Une procédure initiée par la FNATH, cette dernière qui demande désormais au Ministère de la Santé et à la CNAMTS de faire respecter cette décision lors des prochaines élections qui auront lieu dans les  prochaines semaines, cette commission étant renouvelée tous les ans.

Un droit de regard qui devra être respecté…

Composés de représentants des partenaires sociaux, les conseils des CPAM avait réussi ici avec la complicité des gouvernements avait réussi jusqu’à aujourd’hui a exclure les associations représentant les usagers du système de santé que sont le CISS, la FNATH et l'UNAF, ont, au plan local, toujours refusé la possibilité pour les représentants d'associations de siéger au sein des commissions de recours amiable.

Ces derniers invoquant un texte datant de 1969, soit 35 ans avant la réforme de 2004, et précisant que les commissions de recours amiables (CRA) ne devaient être composées que des partenaires sociaux. Ces dernières émanent des conseils et examinent les requêtes des assurés sociaux sur les décisions prises par les CPAM. Un premier recours pour les assurés sociaux ressemblant le plus souvent à une simple chambre d’enregistrement des décisions de la CPAM pour les associations.
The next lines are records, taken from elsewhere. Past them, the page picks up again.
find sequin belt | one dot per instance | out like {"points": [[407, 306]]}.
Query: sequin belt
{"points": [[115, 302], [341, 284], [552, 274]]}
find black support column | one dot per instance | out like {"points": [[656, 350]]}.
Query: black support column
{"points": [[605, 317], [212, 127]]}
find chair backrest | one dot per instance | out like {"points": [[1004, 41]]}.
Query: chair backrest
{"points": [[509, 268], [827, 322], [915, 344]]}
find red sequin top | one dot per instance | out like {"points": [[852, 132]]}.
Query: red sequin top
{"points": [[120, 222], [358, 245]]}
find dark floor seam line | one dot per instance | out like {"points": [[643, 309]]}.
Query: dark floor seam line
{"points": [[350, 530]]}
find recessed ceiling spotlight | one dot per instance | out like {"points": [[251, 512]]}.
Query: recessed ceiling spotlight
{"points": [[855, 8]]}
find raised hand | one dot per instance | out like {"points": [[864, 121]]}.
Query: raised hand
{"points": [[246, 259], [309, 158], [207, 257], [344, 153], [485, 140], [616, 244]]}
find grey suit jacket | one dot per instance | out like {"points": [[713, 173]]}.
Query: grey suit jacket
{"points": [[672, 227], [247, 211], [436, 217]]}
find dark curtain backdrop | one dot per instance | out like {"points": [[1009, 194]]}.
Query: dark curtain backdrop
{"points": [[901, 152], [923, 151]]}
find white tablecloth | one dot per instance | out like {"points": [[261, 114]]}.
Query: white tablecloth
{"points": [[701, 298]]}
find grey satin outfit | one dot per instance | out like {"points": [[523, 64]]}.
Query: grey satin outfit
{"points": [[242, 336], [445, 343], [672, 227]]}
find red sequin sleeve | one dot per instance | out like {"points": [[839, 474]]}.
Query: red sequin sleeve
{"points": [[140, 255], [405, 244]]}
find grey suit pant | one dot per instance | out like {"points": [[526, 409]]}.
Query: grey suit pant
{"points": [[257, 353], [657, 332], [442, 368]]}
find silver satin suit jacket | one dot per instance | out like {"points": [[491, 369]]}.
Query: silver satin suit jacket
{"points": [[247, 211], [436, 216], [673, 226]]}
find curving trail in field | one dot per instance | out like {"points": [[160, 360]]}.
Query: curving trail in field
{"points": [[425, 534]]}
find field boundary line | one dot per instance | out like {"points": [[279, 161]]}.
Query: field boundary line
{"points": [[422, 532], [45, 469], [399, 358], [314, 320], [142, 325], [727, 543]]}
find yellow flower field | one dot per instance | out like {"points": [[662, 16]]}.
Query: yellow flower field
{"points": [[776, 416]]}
Une présence qui pourrait faire croire selon la FNATH « Que la présence des associations fait craindre une évolution du rôle des CRA dans un sens plus favorable aux assurés sociaux. A croire aussi que les partenaires sociaux restent bloqués sur une conception du paritarisme largement dépassé depuis 2004, « se cramponnant » à un paritarisme d’un autre siècle ».

Après 10 ans de procédures devant les tribunaux administratifs et les cours administratives d’appel, le Conseil d’État a enfin donné raison à la FNATH, estimant que les dispositions de l’arrêté de 1969 « ne se bornent plus à tirer les conséquences nécessaires de la loi et de son décret d’application, mais restreignent illégalement les pouvoirs des conseils des caisses ».